Introduction to Conversational AI

Adesh Bansode
Subex AI Labs
Published in
3 min readApr 20, 2021

One of the amazing inventions of AI is ‘Conversational Artificial Intelligence or Conversational AI’ which is the set of technologies behind automated messaging and speech-enabled applications that offer human-like interactions between computers and humans.

Conversational AI is any machine that a person can talk to, and is usually engaged with today through chatbots and voice assistants.

Component of Conversational AI

Conversational AI is any machine that a person can talk to. This could be a chatbot on a website or social messaging app, a voice assistant or voice-enabled device, or any other interactive messaging-enabled interface. These solutions allow people to ask questions, get opinions or recommendations, execute transactions, find support or otherwise achieve a context-dependent goal through conversation.

Conversational AI brings together five technology components

  1. Automatic Speech Recognition (ASR)
  2. Natural Language Understanding (NLU)
  3. Dialogue Management
  4. Natural Language Generation (NLG)
  5. Text to Speech (TTS)

Automatic Speech Recognition (ASR) :

Example of ASR

Computer-based processing and identification of human voice are known as Speech Recognition (Automatic Speech Recognition). It is the process of converting a speech signal to a sequence of words, by means of an algorithm implemented as a computer program. Its role in conversational AI is to convert speech to text.

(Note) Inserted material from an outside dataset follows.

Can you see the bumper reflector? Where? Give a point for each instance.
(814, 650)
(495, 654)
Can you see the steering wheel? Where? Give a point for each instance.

Natural Language Understanding (NLU) :

It is a branch of the Natural Language Process (NLP), which involves transforming human language into a machine-readable format. NLU focuses on a machine’s ability to understand human language. NLU refers to how unstructured data is rearranged so that machines may “understand” and analyze it.

NLP and NLU by Stanford NLP Group

Dialogue Management (DM):

Dialogue Management is the central component of Conversational AI, which takes input from the ASR and NLU system, interacts with external knowledge sources, produces messages to be output to the user. The dialogue management process has two main tasks :

  • Dialogue modelling : Keeping track of the state of the dialogue.
  • Dialogue control: Making decisions about the next system action.

Generally, it controls the dialogue flow between agent and user.

Natural Language Generation (NLG) :

It is a branch of the Natural Language Process (NLP), which is the “process of producing meaningful phrases and sentences in the form of natural language.” It automatically generates narratives that describe, summarize or explain input structured data in a human-like manner.

Text-to-Speech (TTS) :

It is the last stage of Conversational AI. A text-to-speech (TTS) system converts the text response generated by NLU and NLG stage and changing it to natural-sounding speech. It works exactly opposite to ASR system. Below figure shows TTS architecture :

TTS system by Facebook AI
Photo by Kelly Sikkema on Unsplash

With advancing technologies and computational power, Conversational AI may be the future in various day-to-day life activities. Conversational AI will positively benefit customer satisfaction because of the quick answers it provides.